I, for one, have been to China many times and plan on returning there to visit family when I can. To be completely honest, if the CCP ever finds out about this article I would be in a world of trouble and might be prosecuted (it’s unlikely considering I’m a U.S. citizen, but still, wish me luck.) Whenever I go back to China, I don’t mention any of the things I just wrote out of fear of offending the people I have talked to or punishments from the state. Luckily, this is America, where you can write things like this, even about your own government, and get away with it, one of the great things about this country.

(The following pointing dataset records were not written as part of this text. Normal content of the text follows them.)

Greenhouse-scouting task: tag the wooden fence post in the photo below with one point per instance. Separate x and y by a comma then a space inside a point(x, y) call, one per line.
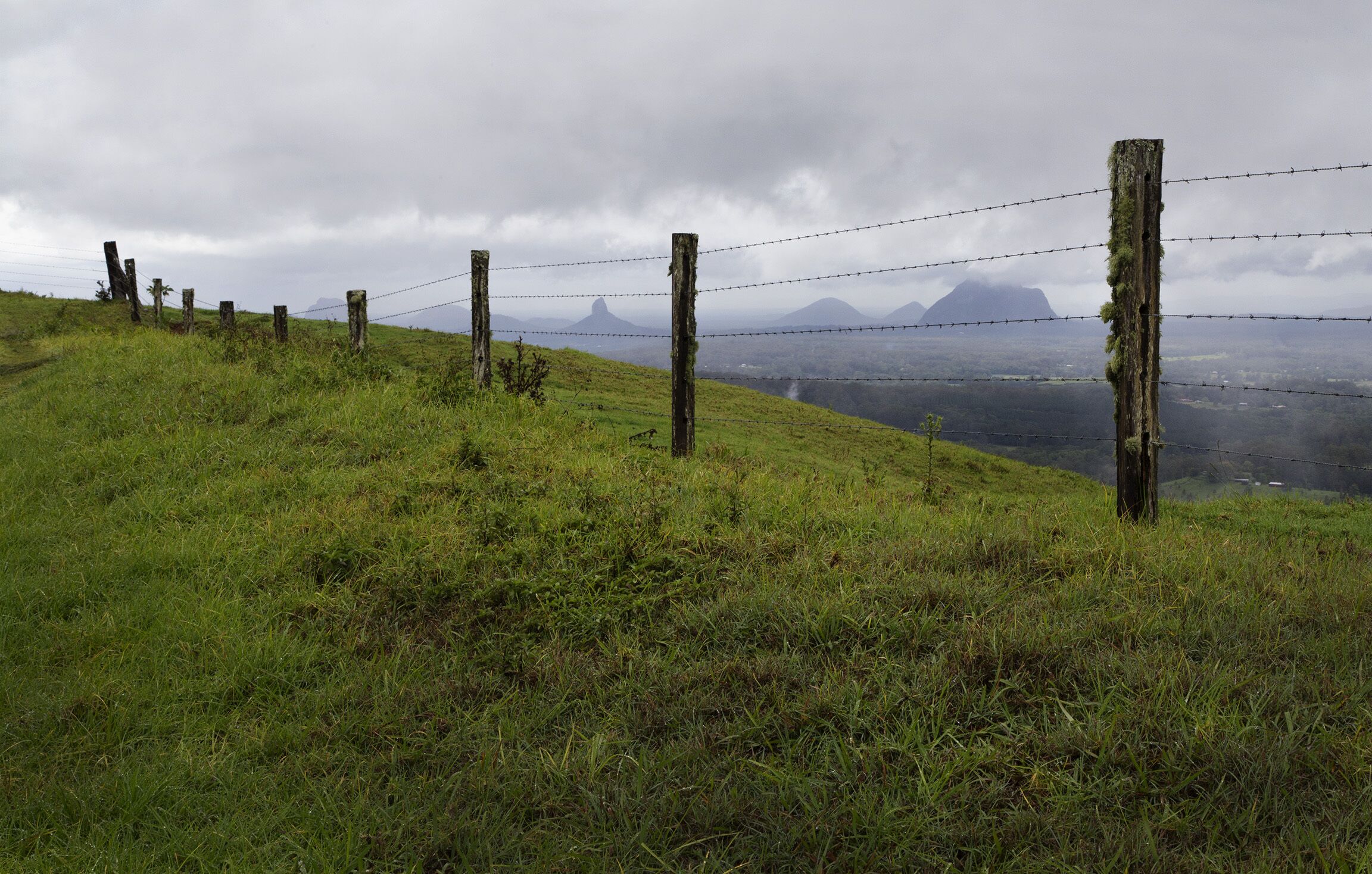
point(357, 319)
point(188, 310)
point(684, 344)
point(481, 319)
point(111, 267)
point(132, 282)
point(1134, 314)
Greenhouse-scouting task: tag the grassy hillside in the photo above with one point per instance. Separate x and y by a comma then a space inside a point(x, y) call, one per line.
point(283, 610)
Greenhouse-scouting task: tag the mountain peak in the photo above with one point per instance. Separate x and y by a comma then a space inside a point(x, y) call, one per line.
point(827, 312)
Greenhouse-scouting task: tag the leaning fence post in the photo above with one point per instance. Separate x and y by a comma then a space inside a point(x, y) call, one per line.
point(188, 310)
point(684, 344)
point(111, 267)
point(157, 302)
point(1134, 314)
point(357, 319)
point(132, 279)
point(481, 317)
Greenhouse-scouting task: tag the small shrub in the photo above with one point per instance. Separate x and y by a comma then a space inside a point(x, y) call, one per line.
point(525, 379)
point(449, 385)
point(932, 427)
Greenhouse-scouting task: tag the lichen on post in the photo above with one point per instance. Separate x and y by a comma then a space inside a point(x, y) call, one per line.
point(684, 342)
point(1135, 273)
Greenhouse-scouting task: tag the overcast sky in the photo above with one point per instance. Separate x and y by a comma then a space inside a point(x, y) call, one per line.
point(276, 151)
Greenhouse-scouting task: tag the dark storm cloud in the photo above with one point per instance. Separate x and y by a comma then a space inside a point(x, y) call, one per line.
point(310, 147)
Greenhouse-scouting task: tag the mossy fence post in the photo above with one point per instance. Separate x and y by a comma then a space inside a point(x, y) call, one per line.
point(357, 319)
point(1134, 314)
point(132, 282)
point(279, 323)
point(111, 267)
point(481, 319)
point(684, 344)
point(188, 310)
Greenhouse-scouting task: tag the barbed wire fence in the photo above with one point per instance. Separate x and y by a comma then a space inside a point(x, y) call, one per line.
point(73, 267)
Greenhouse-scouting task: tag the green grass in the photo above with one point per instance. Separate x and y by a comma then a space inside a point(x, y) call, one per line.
point(280, 610)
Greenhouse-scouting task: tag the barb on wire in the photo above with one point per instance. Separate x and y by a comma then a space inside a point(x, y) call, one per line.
point(906, 379)
point(593, 294)
point(841, 426)
point(862, 328)
point(14, 251)
point(1294, 235)
point(1234, 452)
point(432, 307)
point(578, 264)
point(1257, 317)
point(1287, 172)
point(582, 334)
point(905, 221)
point(1283, 391)
point(913, 267)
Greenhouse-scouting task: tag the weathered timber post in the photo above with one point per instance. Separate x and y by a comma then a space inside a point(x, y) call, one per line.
point(357, 319)
point(481, 319)
point(1134, 314)
point(279, 323)
point(188, 310)
point(111, 267)
point(684, 344)
point(132, 277)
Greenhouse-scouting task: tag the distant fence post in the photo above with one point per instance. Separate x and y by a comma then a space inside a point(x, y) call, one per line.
point(111, 267)
point(1134, 314)
point(132, 280)
point(481, 319)
point(684, 344)
point(357, 319)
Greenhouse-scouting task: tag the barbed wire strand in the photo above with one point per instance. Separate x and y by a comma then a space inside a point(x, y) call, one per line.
point(1234, 452)
point(1294, 235)
point(840, 426)
point(959, 379)
point(905, 221)
point(435, 282)
point(578, 264)
point(1256, 174)
point(1258, 317)
point(913, 267)
point(432, 307)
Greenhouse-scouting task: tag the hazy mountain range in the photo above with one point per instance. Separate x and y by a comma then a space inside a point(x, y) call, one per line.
point(969, 301)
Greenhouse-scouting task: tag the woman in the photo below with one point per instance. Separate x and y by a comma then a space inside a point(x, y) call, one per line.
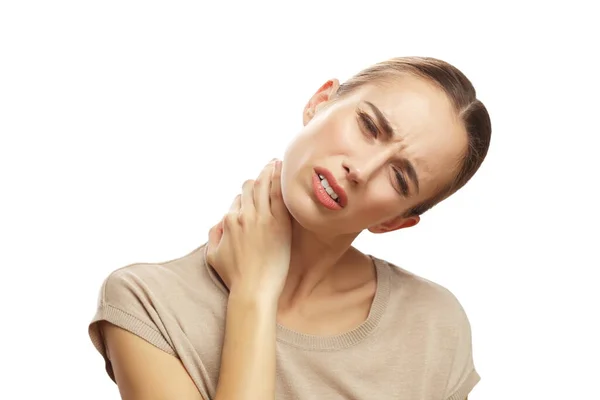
point(278, 304)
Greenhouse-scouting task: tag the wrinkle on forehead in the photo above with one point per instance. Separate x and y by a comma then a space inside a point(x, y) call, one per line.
point(430, 134)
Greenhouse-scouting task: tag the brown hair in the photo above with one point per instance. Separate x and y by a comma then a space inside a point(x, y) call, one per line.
point(461, 93)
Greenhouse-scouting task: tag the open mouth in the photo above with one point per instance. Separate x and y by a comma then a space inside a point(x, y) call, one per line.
point(334, 196)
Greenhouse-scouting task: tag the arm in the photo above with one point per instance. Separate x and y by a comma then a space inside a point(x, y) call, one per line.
point(248, 358)
point(144, 372)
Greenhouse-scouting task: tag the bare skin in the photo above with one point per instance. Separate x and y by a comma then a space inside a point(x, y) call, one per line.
point(312, 280)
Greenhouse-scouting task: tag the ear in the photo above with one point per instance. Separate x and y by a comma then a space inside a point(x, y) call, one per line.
point(319, 99)
point(395, 224)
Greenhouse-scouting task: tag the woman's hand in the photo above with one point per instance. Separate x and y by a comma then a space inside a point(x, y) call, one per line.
point(250, 247)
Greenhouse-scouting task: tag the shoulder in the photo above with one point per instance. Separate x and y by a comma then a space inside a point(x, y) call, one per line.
point(140, 282)
point(153, 300)
point(438, 322)
point(425, 295)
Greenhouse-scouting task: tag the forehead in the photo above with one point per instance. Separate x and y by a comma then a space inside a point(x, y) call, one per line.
point(429, 130)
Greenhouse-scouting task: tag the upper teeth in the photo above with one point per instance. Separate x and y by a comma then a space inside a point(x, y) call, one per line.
point(328, 188)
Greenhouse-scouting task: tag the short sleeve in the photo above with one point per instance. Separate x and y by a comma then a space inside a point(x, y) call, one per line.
point(463, 375)
point(126, 300)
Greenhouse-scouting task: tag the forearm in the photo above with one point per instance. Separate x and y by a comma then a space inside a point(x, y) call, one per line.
point(248, 356)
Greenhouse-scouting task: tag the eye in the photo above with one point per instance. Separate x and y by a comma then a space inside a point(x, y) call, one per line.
point(401, 181)
point(366, 122)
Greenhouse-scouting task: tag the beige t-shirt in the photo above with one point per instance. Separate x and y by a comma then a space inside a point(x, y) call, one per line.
point(415, 343)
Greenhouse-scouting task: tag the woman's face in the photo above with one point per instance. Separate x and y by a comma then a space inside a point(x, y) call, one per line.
point(380, 171)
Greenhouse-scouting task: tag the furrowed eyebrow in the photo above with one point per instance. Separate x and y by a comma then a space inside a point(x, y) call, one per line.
point(382, 121)
point(390, 132)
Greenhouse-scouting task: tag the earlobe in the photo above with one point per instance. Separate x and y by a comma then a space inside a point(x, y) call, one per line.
point(320, 99)
point(395, 224)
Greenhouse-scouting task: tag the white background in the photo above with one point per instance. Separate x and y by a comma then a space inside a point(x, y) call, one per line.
point(127, 128)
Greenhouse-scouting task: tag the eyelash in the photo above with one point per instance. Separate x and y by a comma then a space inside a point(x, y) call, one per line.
point(366, 122)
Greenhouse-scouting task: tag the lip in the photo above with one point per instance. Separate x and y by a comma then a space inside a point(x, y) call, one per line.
point(343, 197)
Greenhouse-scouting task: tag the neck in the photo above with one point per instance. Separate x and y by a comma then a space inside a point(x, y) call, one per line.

 I want to make myself clear, the Chinese people were manipulated and brainwashed to believe the CCP propaganda and worship Mao. Many of them, especially the younger generations, don’t know any better, so they are not the ones to blame for these atrocities. If you are ever interested in reading more about dictators around the world and China (trust me, this is just the surface) there are plenty of YouTube videos and articles that can explain this better than I can.